Le proteste che da quasi dieci giorni animano le strade degli Stati Uniti hanno avuto un grande impatto in Europa. In particolare in Germania, dove il mondo dello sport – più avanti rispetto al resto del continente nel ritornare lavorare a pieno regime – sta facendo da cassa di risonanza per le manifestazioni di solidarietà.
Il campionato di calcio tedesco è già ripartito e alcuni giocatori hanno colto l’occasione per lanciare un messaggio. Due giocatori del Borussia Dortmund, Jadon Sancho e Achraf Hakimi, hanno mostrato una sottomaglia con una scritta fatta a mano, anche un po’ grezza: «Justice for George Floyd». Un gesto simile lo ha fatto il giocatore americano dello Schalke 04 Weston McKennie indossando una fascia al braccio con la stessa scritta. E poi Marcus Thuram, figlio di Lilian, ex giocatore di Juventus e Parma, ha celebrato un gol inginocchiandosi sul terreno di gioco riprendendo uno dei gesti più iconici delle proteste.
Il regolamento della Bundesliga non consentirebbe manifestazioni di questo tipo: la Federcalcio tedesca (Dfb) impedisce ai giocatori espressioni di natura politica sui campi, e in un primo momento aveva annunciato di aprire un caso, con la possibilità di comminare sanzioni o addirittura squalificare gli atleti.
È intervenuta la Fifa, con il presidente Gianni Infatino che ha chiarito la situazione: «Le recenti dimostrazioni dei giocatori in Bundesliga meriterebbero un applauso, non una punizione. Tutti dobbiamo dire no al razzismo e a ogni forma di discriminazione».
L’organo sovranazionale del calcio ha richiamato la Bundesliga al buon senso perché da anni fa campagne per sensibilizzare i tifosi di tutta Europa sulla diversità e l’inclusione. Come potrebbe ammettere che in uno dei campionati affiliati i giocatori vengano multati per manifestazioni di solidarietà verso una protesta antirazzista?

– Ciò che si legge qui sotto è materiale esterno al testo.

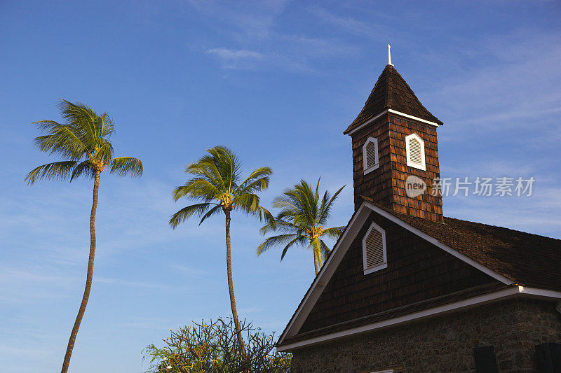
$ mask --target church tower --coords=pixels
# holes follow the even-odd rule
[[[432,188],[440,177],[436,129],[442,125],[393,67],[388,45],[388,64],[344,132],[353,143],[355,210],[364,197],[399,213],[442,222],[442,196]]]

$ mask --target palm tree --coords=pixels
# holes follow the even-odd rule
[[[230,246],[230,213],[241,210],[245,213],[259,217],[259,220],[272,218],[271,213],[259,205],[257,192],[269,187],[269,178],[273,173],[269,167],[259,167],[244,180],[241,178],[241,164],[232,151],[224,146],[207,149],[208,155],[189,164],[185,172],[194,176],[185,184],[173,191],[173,198],[177,201],[186,197],[200,203],[184,207],[170,218],[170,225],[177,225],[193,215],[201,218],[199,225],[207,218],[224,212],[226,216],[226,267],[228,274],[228,288],[230,292],[230,305],[236,325],[240,352],[245,356],[241,336],[236,297],[232,280],[232,261]]]
[[[114,130],[113,122],[107,113],[99,115],[84,104],[73,104],[65,99],[60,101],[59,108],[65,124],[59,124],[54,120],[40,120],[32,124],[45,134],[35,138],[35,144],[39,150],[49,154],[56,154],[65,160],[35,168],[27,174],[25,181],[27,185],[32,185],[43,178],[69,178],[72,181],[79,176],[86,176],[93,179],[93,202],[90,214],[90,256],[86,288],[62,363],[61,372],[66,373],[92,287],[93,259],[95,255],[95,211],[97,209],[100,175],[104,170],[109,169],[110,173],[119,176],[130,174],[132,176],[140,176],[142,174],[142,162],[132,157],[113,157],[113,146],[109,137]]]
[[[280,255],[282,260],[290,247],[295,245],[304,247],[307,244],[307,248],[313,252],[313,265],[318,274],[330,251],[322,238],[337,239],[344,228],[325,228],[324,226],[330,218],[333,202],[345,186],[341,187],[332,197],[326,190],[320,199],[320,179],[318,179],[315,192],[310,184],[300,180],[299,183],[275,198],[273,206],[281,209],[280,212],[275,220],[270,220],[261,228],[260,232],[264,236],[271,231],[282,234],[265,239],[257,246],[257,255],[272,247],[284,245]]]

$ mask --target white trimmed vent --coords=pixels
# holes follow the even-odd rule
[[[405,136],[407,166],[426,170],[425,143],[417,134]]]
[[[368,174],[378,168],[378,139],[369,137],[363,146],[363,168],[365,174]]]
[[[364,274],[388,267],[386,254],[386,231],[372,223],[363,239],[363,260]]]

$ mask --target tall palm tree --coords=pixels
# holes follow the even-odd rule
[[[282,260],[292,246],[307,245],[307,248],[313,252],[313,265],[318,274],[330,251],[322,238],[337,239],[344,229],[344,227],[324,227],[329,220],[333,202],[345,186],[341,187],[332,197],[326,190],[320,199],[320,179],[318,179],[315,192],[310,184],[300,180],[299,183],[275,198],[273,206],[281,209],[280,212],[275,220],[261,228],[261,233],[264,236],[271,231],[282,234],[266,239],[257,246],[257,255],[272,247],[284,246],[280,255]]]
[[[189,164],[185,172],[193,178],[173,191],[173,198],[177,201],[186,197],[198,200],[200,203],[184,207],[170,218],[170,225],[175,229],[177,225],[193,215],[201,218],[199,225],[207,218],[224,212],[226,216],[226,267],[228,274],[228,288],[230,292],[230,306],[236,325],[240,352],[245,356],[241,336],[236,297],[234,294],[232,280],[231,248],[230,246],[230,213],[241,210],[245,213],[269,220],[271,213],[259,205],[258,192],[269,187],[269,176],[273,173],[269,167],[259,167],[252,171],[245,179],[241,178],[241,163],[235,154],[224,146],[207,149],[208,155],[197,162]]]
[[[79,176],[93,179],[93,202],[90,213],[90,255],[86,288],[74,328],[70,333],[62,373],[68,371],[70,357],[74,346],[78,330],[82,321],[86,306],[90,297],[93,279],[93,260],[95,255],[95,211],[97,209],[97,194],[100,176],[108,169],[119,176],[142,174],[142,162],[132,157],[113,157],[113,146],[109,140],[114,132],[113,122],[107,113],[97,114],[87,105],[79,102],[73,104],[65,99],[59,104],[65,124],[54,120],[40,120],[32,124],[45,134],[35,138],[35,144],[40,150],[56,154],[65,160],[39,166],[25,176],[27,185],[40,179],[69,179]]]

Sarebbe un controsenso, a maggior ragione in un periodo in cui sempre più spesso gli atleti europei seguono l’esempio dei loro omologhi americani prendendo posizione su questioni sociali legate all’attualità.
Gesti simili si erano visti anche nella pallacanestro tedesca. A pochi giorni dalla prima palla a due della massima divisione – il campionato riprenderà sabato – il playmaker dell’Ulm, Per Günther si è offerto di pagare per tutti i suoi colleghi i primi 10mila euro di multe, invitandogli altri giocatori a non esitare davanti alle telecamere. Un gesto plateale contro il divieto di manifestare in campo.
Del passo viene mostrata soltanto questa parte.